The absence of adequate national reserves and other short-term resources imposes intolerable strains on the economic administration of countries. Even such eventualities as relatively minor errors in forecasting, strikes in ports, the unexpected 'bunching' of imports and modest shortfalls in production which in normal circumstances ought to be accommodated by changes in reserves, can now assume enormous proportions and play havoc with the smooth functioning of the economy. They drive countries to seek credits from suppliers and through other channels on terms which are often unsatisfactory, and to impose embargoes on nonessentials and even raw materials and intermediate goods needed for the utilization of existing productive capacity. All these result in a cumulative extension of administrative controls which by virtue of their scope and intensity lead to increasingly greater rigidities over the economy as a whole. These difficulties tend to be aggravated by the fact that inadequacy of reserves, and the consequent problems posed for countries in meeting external payments commitments, lead to a weakening of confidence and to a deterioration even in the terms of credit that are normally made available by the international banking system.
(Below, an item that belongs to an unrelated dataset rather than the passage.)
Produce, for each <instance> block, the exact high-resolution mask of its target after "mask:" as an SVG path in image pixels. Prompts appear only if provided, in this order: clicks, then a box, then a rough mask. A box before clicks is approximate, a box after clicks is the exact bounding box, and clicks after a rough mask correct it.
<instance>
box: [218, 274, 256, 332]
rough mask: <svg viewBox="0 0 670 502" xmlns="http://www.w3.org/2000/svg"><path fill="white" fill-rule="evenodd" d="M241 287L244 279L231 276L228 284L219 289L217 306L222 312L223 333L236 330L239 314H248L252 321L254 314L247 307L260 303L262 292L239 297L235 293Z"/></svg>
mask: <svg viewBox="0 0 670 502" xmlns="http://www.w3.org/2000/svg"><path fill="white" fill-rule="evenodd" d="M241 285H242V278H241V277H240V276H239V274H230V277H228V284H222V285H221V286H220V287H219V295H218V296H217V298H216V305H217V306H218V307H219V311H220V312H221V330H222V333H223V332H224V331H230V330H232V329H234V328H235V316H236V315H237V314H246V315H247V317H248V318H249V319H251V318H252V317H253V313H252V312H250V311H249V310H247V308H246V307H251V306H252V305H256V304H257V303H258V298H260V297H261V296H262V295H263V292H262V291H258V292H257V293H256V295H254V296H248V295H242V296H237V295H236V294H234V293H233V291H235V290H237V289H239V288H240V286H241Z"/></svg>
Many developing countries suffer from severe fluctuations in exports while others are vulnerable to sudden increases in demand for food imports consequent on diminished harvest yields. At the same time, given the considerable structural weaknesses and rigidities which characterize the economies of the developing countries and also their limited access to the international credit markets, their ability to adjust to fluctuations in their external payments without undue sacrifice of their growth objectives depends in part on the size of their reserves. However, the accumulation of reserves also has associated costs, which can be quite significant in the case of many developing countries with pressing needs for an increase in productive investment and consumption. Many of these countries have adopted restrictions on imports and payments and comprehensive systems of foreign exchange budgeting for the purpose of adjusting external payments to external receipts.
In the 1980s, faced with stagnation or declines in export earnings and with sharply reduced access to external finance, many developing countries had no option but to draw on their foreign exchange reserves, although these same circumstances called for the maintenance of more prudent reserve levels. Reserves nevertheless fell in many developing countries after 1981. The reserve holdings of capital importing African developing countries in the period 1982-84, were sufficient to finance little more than one month of imports. Constraints or declines in foreign exchange earnings and extremely low reserve levels often led developing countries to delay making payments. Arrears accumulated rapidly, increasing six-fold in 1982-84.